Evidence: Both parties must have all their papers, bills and whatever evidence they need to help in winning or defending their case.  If your claim is due to an auto accident, be sure to bring your title.  Bring the “original” documents plus a copy for each party to view at the hearing.  The Magistrate will not continue the hearing because you “forgot” to bring along some evidence.  Keep in mind, the court must retain any evidence that you submit for a period of time.  For example if your evidence is presented as a photograph then the court will retain the original photograph; if your evidence is presented on a cell phone then the court will need to retain the cell phone.  Parties may request to have their exhibits returned after the appeal period has passed, generally 30 days after final judgment is rendered by the Judge. 

What Happens After the Magistrate Issues a Decision?
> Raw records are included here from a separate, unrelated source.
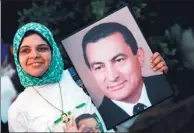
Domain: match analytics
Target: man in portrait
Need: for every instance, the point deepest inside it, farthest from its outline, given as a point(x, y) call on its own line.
point(112, 55)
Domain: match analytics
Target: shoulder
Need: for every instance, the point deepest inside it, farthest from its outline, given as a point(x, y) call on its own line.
point(22, 102)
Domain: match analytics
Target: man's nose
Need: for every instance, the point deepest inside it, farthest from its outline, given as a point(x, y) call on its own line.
point(112, 74)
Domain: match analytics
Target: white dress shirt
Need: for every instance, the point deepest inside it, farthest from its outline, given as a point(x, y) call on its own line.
point(128, 107)
point(31, 113)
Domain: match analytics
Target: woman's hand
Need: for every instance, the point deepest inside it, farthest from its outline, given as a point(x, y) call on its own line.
point(72, 127)
point(158, 63)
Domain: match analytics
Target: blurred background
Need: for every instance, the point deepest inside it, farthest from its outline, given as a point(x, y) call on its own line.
point(168, 27)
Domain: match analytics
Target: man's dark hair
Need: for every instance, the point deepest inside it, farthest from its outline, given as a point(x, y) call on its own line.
point(82, 117)
point(104, 30)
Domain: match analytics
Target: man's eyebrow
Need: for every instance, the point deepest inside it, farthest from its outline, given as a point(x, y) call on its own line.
point(116, 56)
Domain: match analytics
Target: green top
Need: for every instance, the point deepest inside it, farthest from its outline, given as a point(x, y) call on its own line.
point(54, 72)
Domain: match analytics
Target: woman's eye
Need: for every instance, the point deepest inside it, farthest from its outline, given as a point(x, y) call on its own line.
point(119, 60)
point(24, 51)
point(43, 49)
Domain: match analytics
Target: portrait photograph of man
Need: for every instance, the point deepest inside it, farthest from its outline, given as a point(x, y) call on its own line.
point(112, 59)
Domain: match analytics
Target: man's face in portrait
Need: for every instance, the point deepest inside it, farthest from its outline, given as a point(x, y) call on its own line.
point(114, 66)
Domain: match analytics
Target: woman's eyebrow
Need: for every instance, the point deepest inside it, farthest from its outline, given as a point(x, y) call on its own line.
point(25, 46)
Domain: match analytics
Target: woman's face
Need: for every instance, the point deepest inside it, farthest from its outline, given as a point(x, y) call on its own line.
point(34, 55)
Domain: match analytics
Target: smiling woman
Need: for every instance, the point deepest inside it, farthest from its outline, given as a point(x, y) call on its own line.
point(50, 92)
point(34, 57)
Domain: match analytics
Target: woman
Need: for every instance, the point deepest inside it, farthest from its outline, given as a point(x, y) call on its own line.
point(50, 91)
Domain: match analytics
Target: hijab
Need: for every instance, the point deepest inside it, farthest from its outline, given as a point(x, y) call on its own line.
point(54, 72)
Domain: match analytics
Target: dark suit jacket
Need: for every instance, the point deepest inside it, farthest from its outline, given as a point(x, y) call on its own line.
point(157, 89)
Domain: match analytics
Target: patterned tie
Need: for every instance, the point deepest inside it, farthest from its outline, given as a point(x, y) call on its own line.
point(139, 107)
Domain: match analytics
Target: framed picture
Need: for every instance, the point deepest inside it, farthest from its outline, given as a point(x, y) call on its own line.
point(112, 58)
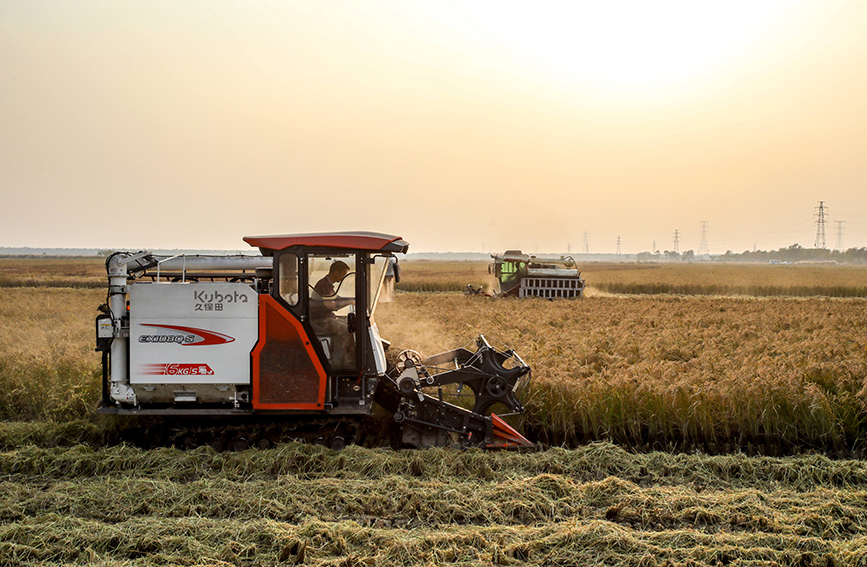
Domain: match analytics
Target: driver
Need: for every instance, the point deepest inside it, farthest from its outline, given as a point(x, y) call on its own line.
point(326, 290)
point(324, 302)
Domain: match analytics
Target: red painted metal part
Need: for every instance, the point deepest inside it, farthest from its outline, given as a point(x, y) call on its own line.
point(287, 373)
point(351, 240)
point(505, 435)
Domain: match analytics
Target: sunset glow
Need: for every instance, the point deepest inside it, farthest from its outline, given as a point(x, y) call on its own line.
point(459, 125)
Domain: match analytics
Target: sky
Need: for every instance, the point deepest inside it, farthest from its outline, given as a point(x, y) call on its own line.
point(460, 126)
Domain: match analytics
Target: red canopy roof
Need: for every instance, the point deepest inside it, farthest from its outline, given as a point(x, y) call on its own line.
point(354, 240)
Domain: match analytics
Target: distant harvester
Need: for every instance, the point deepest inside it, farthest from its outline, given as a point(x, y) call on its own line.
point(523, 275)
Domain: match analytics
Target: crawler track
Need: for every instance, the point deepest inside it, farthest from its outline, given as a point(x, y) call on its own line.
point(238, 434)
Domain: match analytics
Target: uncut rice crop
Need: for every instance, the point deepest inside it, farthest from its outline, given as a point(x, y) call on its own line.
point(74, 272)
point(716, 374)
point(721, 279)
point(420, 275)
point(48, 369)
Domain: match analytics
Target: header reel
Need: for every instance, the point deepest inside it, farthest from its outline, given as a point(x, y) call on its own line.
point(446, 398)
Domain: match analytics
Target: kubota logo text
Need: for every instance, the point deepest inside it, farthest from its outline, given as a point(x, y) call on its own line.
point(190, 336)
point(178, 369)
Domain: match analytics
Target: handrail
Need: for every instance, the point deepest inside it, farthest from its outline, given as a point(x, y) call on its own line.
point(183, 269)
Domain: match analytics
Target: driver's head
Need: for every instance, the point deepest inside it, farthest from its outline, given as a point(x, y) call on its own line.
point(338, 270)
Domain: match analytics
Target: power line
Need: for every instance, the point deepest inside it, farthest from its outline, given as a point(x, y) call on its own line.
point(820, 225)
point(839, 245)
point(702, 248)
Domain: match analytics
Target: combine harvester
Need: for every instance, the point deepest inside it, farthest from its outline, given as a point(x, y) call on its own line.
point(522, 275)
point(233, 351)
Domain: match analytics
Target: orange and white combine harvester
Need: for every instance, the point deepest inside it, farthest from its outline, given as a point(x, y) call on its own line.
point(288, 338)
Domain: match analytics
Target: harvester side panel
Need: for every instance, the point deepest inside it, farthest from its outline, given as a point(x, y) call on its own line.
point(191, 333)
point(550, 287)
point(287, 374)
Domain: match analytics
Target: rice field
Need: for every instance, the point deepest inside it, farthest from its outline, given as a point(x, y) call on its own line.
point(687, 429)
point(299, 504)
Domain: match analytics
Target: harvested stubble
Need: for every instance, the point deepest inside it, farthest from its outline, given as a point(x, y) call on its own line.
point(295, 503)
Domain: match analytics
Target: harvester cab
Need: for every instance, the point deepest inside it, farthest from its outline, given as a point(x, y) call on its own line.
point(286, 337)
point(523, 275)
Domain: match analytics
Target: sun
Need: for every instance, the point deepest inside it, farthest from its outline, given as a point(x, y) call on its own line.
point(623, 45)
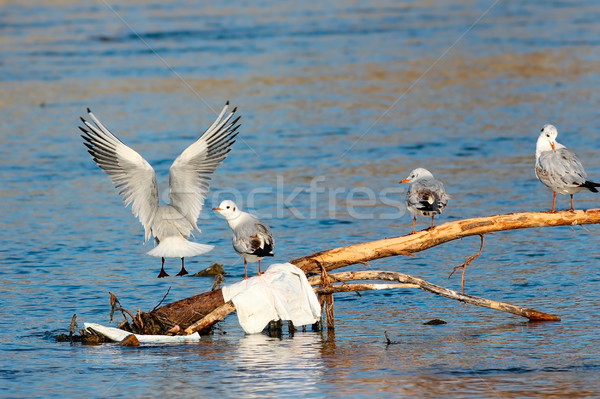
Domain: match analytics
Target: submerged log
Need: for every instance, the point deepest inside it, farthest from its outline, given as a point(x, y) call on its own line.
point(186, 312)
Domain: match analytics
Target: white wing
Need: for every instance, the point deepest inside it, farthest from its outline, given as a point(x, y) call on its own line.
point(132, 175)
point(189, 176)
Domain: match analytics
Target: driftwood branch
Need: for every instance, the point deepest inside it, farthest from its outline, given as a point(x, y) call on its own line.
point(189, 311)
point(410, 281)
point(411, 243)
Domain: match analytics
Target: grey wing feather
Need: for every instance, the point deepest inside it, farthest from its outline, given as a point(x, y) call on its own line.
point(427, 195)
point(190, 173)
point(560, 168)
point(253, 237)
point(132, 175)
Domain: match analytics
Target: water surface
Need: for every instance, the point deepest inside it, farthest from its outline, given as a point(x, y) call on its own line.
point(339, 102)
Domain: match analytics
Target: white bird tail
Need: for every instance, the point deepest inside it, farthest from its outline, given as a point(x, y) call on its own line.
point(179, 247)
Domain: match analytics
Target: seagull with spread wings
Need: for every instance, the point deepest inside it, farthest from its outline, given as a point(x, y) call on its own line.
point(189, 180)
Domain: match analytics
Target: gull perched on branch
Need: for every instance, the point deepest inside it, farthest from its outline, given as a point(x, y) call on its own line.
point(252, 238)
point(189, 178)
point(426, 195)
point(558, 168)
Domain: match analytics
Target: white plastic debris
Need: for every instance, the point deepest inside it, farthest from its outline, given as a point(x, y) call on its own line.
point(116, 334)
point(282, 292)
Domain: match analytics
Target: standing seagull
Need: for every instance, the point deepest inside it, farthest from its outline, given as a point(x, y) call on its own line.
point(189, 178)
point(252, 238)
point(558, 168)
point(426, 195)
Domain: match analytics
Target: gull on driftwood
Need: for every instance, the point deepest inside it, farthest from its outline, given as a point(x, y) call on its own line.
point(252, 238)
point(426, 195)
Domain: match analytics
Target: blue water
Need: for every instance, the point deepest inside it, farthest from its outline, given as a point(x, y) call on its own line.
point(339, 101)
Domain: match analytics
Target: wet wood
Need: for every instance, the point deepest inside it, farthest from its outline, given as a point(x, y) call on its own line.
point(210, 319)
point(182, 313)
point(411, 243)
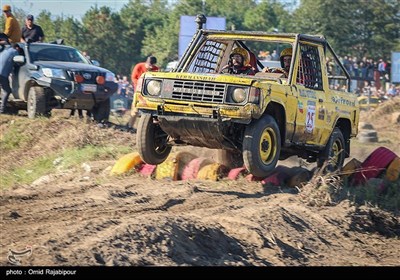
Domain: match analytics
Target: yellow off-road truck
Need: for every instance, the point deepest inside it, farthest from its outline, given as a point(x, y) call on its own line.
point(253, 119)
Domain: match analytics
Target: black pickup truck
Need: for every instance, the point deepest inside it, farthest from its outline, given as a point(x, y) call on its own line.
point(52, 76)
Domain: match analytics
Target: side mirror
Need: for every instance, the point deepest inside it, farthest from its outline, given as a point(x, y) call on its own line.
point(19, 59)
point(95, 62)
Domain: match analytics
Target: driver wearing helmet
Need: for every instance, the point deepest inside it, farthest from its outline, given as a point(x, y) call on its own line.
point(286, 59)
point(239, 63)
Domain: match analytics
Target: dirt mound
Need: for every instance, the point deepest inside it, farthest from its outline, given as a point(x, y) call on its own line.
point(82, 216)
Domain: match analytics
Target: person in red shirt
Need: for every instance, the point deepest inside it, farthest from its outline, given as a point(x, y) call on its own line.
point(138, 70)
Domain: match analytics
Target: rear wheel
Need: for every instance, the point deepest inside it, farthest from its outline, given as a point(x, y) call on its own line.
point(334, 152)
point(152, 141)
point(261, 146)
point(36, 102)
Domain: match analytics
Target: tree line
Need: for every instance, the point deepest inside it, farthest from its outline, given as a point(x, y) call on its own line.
point(121, 39)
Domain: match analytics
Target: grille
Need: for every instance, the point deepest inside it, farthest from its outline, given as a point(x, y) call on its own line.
point(198, 91)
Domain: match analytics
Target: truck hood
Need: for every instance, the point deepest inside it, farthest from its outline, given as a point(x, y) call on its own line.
point(72, 66)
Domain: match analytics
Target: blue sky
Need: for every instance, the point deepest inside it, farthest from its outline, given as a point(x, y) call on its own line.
point(75, 8)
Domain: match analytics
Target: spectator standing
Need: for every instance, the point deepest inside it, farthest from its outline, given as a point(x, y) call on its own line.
point(6, 66)
point(32, 32)
point(11, 28)
point(138, 70)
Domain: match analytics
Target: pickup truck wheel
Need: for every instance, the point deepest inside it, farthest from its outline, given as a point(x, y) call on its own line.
point(151, 141)
point(261, 146)
point(36, 102)
point(101, 111)
point(334, 152)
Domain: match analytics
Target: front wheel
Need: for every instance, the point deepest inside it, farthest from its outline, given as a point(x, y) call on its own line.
point(261, 146)
point(334, 152)
point(152, 141)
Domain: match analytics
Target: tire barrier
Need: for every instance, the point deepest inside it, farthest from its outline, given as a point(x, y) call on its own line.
point(381, 164)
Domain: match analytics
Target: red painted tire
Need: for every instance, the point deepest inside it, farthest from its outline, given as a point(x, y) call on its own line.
point(273, 180)
point(374, 165)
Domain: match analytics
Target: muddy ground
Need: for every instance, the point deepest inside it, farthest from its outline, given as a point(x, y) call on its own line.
point(84, 217)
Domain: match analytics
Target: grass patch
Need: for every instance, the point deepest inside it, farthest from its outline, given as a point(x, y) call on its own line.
point(379, 193)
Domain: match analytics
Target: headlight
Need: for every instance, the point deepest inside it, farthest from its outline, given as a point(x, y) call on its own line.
point(110, 77)
point(153, 87)
point(54, 73)
point(238, 95)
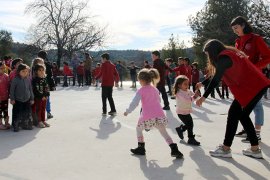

The Magistrate will file his decision with the court.  If either party disagrees with his recommendation for any reason they may file an Objection to the Magistrate’s decision. This must be done in writing and accompanied by a transcript of the hearing.  The objection and transcript must be filed with the Court within fourteen (14) days of the filing of the Magistrate’s Decision. If any party timely files objections, the other party may file a response to those objections not later than ten (10) days after the first objections are filed.

The Objections must be in writing and shall be specific and state with particularity the grounds of objection. A copy of the objection must be sent to the other party by the person filing the objection and indicate that you have done this on your objection above your signature.

The Judge of the Findlay Municipal Court will thoroughly review the case file, magistrate’s decision, the objections, if any, and enter final judgment, which may be the exact magistrate’s decision or a modification of it.

I Won; What Happens Now.

Please refer to the section titled Collecting Your Judgment

It is important to remember that you are responsible for following through on any collection procedures. Don't forget, you are acting as your own attorney and it is your job, not the court's, to check on the outcome of any garnishments you may file.